Я попал сюда из моей темной городской квартиры, из наших комнат с альковами за зелеными тяжелыми занавесями и мебелью, состарившейся вместе с дедушкой и бабушкой; из нашей закопченной кухни, куда можно было пойти, только спустившись на пять ступенек в полной тьме. Днем эта кухня слабо освещалась через окошечко уборной с желтым кафельным полом, где на стене висело соломенное сиденье и где был единственный водопроводный кран на всю квартиру; вечером в кухне горела небольшая керосиновая лампа, которую бабушка подвешивала над очагом.

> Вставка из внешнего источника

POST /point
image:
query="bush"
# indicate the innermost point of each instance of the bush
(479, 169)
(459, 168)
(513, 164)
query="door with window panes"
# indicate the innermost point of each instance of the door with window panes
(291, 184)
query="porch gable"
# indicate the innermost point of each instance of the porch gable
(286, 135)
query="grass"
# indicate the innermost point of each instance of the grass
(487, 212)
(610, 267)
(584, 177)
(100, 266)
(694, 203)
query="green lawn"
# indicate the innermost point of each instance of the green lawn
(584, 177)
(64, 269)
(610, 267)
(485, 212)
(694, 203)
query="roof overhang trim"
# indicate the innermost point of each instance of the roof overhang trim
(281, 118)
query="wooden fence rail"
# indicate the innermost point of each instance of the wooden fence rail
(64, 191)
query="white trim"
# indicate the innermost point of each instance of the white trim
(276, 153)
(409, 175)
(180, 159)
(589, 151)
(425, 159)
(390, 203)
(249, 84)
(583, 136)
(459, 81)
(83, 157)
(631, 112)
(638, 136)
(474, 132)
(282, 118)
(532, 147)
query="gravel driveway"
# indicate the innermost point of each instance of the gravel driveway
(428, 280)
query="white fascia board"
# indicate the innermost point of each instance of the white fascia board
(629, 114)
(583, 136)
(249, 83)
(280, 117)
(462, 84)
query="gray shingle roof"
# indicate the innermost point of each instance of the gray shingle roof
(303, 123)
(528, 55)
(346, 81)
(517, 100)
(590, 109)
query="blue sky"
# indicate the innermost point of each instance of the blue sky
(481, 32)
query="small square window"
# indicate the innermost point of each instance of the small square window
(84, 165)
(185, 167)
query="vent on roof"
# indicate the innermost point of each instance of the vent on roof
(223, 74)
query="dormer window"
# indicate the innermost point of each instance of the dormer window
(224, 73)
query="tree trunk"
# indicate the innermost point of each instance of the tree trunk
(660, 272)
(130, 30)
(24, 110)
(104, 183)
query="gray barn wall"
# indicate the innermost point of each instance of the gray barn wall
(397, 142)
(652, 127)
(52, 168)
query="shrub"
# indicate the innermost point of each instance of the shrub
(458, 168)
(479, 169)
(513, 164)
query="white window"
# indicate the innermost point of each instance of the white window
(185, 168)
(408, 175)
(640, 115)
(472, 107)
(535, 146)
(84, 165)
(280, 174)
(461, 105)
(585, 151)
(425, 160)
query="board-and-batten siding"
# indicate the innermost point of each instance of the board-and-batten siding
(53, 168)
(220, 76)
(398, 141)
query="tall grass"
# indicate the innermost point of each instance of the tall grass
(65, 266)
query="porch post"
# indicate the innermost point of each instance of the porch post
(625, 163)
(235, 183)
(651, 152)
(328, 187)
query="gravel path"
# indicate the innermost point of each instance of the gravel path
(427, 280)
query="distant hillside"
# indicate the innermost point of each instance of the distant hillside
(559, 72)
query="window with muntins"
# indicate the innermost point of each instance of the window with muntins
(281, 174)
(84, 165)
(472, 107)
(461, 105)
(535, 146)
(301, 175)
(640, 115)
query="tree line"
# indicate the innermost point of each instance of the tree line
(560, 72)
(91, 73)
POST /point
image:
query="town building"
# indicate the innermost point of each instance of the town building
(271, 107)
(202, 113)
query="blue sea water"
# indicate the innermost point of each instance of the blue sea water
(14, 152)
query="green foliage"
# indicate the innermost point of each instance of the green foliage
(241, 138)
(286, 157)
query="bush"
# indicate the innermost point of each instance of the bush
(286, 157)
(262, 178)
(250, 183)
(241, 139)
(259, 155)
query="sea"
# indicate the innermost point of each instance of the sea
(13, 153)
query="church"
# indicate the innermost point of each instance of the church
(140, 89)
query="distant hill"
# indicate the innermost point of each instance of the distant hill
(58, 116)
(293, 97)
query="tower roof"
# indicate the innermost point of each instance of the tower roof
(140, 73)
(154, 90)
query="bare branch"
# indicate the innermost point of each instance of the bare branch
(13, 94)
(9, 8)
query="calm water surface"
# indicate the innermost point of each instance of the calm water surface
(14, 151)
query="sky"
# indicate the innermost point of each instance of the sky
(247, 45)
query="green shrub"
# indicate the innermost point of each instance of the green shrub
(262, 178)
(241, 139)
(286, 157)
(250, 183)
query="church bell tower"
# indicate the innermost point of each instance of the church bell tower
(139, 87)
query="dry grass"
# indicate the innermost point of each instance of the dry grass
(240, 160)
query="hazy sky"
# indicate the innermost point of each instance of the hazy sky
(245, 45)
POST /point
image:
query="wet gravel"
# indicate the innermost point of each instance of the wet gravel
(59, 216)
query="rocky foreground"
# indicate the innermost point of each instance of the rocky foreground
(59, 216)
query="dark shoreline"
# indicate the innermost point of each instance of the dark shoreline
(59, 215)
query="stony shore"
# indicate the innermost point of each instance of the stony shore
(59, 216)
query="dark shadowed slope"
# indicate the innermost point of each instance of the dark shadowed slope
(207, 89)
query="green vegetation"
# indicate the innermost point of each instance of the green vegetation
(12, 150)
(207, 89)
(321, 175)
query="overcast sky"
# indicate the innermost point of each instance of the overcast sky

(Ах, бабушка, бабушка, сколько ламповых стекол лопалось от жары плиты, и ты скрепляла их замазкой, а потом мы ходили покупать их в чудесный большой магазин на Корсо, где в огромных витринах были выставлены прозрачные инкрустированные стеклянные лампы. В нашей лампе становилось все меньше керосина; прежде чем лечь спать, ты приподнимала ее, чтобы с грустью удостовериться, как много выгорело за вечер.)

Мамина спальня была единственной светлой комнатой в доме.

А война все еще шла.

(Люди от войны устали и отупели; в глазах у взрослых застыло страдание, которого мы, дети, не понимали; на нас обращали все меньше внимания, мы были предоставлены самим себе, и часто те, кого мы нежнее всех любили, из-за пустяка накидывались на нас, словно в порыве ненависти. Часто мы слышали слова: «теперь — или никогда», «теперь — или конец».)

В те месяцы — как потом оказалось, последние месяцы войны — мама медленно угасала, не вставая со своей широкой постели. Отец все еще был на фронте. Я слышал, как бабушка говорила:

— И так беременность тяжелая, а тут еще к ней, бедняжке, испанка привязалась.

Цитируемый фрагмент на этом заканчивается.